PRACTICAL APPLICATIONS OF HYDRAULIC JUMP:

Practical applications of hydraulic jump are many, it is used

1. To dissipate energy of water flowing over dams, weirs, and other hydraulic structures and thus prevent scouring downstream of the structures.

2. To recover head or raise the water level on the downstream side of the measuring flume and thus maintain high water level in the channel for irrigation or other water distribution purpose.

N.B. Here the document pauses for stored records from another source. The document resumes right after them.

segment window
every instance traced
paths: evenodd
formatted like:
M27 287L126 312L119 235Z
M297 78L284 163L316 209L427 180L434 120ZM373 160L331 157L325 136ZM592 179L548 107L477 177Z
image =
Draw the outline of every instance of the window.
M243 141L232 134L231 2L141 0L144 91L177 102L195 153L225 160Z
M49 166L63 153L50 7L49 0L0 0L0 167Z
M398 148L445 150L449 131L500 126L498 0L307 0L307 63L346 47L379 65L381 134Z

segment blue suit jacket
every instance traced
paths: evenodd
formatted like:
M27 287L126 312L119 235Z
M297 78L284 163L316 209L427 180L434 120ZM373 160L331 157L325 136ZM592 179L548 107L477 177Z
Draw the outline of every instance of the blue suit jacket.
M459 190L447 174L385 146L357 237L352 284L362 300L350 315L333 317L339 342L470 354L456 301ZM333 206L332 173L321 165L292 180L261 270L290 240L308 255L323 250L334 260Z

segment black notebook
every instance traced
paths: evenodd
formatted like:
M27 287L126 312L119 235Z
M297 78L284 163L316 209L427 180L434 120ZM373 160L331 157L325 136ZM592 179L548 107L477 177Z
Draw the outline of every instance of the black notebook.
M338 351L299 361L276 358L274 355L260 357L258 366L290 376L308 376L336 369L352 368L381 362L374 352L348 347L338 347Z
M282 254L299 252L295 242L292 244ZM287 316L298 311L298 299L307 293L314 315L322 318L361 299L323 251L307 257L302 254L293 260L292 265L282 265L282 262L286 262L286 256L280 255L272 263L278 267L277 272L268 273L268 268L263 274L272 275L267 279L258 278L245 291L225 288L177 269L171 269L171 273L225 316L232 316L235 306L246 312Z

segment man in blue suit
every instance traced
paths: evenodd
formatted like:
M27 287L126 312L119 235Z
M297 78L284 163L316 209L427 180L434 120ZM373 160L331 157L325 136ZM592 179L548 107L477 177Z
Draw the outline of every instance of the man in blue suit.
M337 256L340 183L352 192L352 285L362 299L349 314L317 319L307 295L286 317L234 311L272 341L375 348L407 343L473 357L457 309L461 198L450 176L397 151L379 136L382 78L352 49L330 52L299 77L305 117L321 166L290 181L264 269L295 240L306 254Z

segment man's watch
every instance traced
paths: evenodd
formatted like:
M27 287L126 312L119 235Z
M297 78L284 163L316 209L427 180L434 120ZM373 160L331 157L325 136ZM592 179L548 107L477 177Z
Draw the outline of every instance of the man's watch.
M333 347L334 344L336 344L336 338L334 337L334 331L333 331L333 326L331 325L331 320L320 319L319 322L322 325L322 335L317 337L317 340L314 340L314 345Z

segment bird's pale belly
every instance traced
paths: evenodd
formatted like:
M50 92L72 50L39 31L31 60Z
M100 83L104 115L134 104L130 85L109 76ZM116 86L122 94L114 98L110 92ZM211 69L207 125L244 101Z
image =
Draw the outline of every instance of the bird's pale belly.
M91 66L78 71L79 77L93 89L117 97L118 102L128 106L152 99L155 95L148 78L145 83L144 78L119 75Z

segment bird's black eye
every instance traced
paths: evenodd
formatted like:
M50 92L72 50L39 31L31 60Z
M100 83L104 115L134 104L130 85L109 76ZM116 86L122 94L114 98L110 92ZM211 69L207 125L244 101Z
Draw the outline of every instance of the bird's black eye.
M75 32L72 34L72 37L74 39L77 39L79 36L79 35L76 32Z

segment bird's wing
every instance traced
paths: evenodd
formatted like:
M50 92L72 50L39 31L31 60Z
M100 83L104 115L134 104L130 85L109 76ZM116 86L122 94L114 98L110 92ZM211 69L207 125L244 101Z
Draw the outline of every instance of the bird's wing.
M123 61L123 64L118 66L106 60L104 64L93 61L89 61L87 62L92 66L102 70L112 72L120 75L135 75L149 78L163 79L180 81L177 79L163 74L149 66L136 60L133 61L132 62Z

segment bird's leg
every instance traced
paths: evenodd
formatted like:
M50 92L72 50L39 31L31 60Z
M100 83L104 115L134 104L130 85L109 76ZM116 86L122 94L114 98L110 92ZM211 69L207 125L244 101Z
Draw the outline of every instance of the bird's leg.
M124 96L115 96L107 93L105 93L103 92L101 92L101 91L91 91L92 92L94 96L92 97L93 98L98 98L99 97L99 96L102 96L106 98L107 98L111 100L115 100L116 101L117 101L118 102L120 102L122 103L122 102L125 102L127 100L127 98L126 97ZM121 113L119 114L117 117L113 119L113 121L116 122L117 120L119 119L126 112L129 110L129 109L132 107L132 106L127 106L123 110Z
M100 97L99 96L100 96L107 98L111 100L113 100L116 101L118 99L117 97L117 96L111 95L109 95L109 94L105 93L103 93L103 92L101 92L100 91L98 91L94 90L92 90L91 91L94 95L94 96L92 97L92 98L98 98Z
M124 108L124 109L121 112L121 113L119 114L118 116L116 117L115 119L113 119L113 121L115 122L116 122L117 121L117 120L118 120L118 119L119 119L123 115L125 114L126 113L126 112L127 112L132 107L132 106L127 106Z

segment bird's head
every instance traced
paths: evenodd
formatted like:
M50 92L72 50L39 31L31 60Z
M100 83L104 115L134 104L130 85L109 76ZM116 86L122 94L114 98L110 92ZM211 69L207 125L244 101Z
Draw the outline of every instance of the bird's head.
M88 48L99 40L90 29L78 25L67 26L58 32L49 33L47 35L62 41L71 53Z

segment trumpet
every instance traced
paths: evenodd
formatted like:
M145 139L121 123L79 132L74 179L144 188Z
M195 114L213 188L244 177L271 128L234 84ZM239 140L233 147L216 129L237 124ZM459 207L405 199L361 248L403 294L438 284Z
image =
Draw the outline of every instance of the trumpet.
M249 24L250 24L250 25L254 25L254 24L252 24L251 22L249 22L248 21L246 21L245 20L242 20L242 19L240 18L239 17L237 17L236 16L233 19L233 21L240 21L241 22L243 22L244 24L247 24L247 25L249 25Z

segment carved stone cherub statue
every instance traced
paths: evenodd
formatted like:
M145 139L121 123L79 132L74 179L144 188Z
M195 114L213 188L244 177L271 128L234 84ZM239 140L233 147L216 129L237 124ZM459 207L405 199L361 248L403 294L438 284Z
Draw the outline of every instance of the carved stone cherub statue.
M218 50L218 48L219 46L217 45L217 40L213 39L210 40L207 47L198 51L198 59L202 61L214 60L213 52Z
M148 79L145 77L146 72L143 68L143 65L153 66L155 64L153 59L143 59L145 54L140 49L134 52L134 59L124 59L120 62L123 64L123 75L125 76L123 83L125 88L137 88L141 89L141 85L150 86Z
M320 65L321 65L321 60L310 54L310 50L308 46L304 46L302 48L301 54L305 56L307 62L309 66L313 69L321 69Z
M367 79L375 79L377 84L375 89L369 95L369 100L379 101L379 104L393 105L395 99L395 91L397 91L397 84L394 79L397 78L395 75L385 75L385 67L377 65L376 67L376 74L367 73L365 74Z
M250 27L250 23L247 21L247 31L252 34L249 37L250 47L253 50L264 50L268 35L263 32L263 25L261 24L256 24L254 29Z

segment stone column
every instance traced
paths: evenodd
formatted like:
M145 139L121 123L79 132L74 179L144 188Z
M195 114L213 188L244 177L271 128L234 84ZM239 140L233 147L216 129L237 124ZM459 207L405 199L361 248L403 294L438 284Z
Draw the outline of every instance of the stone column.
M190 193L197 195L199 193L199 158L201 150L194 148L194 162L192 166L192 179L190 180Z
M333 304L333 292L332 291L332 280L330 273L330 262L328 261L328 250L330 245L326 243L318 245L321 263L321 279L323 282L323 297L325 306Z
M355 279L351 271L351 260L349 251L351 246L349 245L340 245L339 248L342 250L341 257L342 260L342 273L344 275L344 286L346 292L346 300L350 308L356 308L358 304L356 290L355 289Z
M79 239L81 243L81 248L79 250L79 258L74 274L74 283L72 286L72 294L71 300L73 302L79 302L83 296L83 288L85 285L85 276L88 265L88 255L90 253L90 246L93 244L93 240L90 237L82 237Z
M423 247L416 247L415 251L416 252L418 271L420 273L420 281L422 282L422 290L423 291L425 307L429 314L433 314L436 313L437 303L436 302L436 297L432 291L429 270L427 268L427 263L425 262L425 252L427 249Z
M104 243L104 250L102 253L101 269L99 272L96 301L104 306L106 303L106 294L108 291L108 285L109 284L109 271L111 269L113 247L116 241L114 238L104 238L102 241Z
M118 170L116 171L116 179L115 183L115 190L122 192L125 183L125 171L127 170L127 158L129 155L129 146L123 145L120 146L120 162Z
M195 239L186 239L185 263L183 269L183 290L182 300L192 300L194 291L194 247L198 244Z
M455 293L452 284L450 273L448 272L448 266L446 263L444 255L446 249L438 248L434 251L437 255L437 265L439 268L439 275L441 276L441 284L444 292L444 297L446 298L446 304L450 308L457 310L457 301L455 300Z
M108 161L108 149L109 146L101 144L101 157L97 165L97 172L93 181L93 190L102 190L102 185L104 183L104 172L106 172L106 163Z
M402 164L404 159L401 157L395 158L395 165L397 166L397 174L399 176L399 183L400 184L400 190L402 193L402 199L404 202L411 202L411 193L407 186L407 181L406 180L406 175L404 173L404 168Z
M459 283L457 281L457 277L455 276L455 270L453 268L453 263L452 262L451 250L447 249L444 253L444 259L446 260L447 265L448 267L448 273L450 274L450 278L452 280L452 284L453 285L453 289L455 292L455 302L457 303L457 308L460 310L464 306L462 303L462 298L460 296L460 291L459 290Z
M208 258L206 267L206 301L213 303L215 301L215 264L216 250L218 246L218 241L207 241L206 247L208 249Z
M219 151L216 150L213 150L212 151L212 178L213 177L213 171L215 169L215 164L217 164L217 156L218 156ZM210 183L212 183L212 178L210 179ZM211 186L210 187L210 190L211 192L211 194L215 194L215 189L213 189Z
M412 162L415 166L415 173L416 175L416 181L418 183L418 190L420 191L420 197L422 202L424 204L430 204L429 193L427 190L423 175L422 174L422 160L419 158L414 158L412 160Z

3. To increase the weight on an apron and thus reduce uplift pressure under a masonry structures by raising the water depth on the apron.

4. To indicate special flow conditions, such as the existence of super critical flow or the presence of the control section, so that a gauging station may be located.

5. To mix chemicals used for the purification of water.

DEPTH OF HYDRAULIC JUMP:

d2 = d1/2(-1 + √1+8(q²/gy3))

Or

d2 = d1/2(-1 + √1+8F1²)

EXPRESSION FOR THE LOSS OF ENERGY DUE TO HYDRAULIC JUMP:

hL = (d2-d1)³/4d1d2

LENGTH OF HYDRAULIC JUMP:

It is generally 5-7 times depth of jump for barrages.

LOCATION OF HYDRAULIC JUMP:

It depends upon:

o d2 (Depth of flow just after Hydraulic Jump)o yn (Depth of flow after Hydraulic Jump)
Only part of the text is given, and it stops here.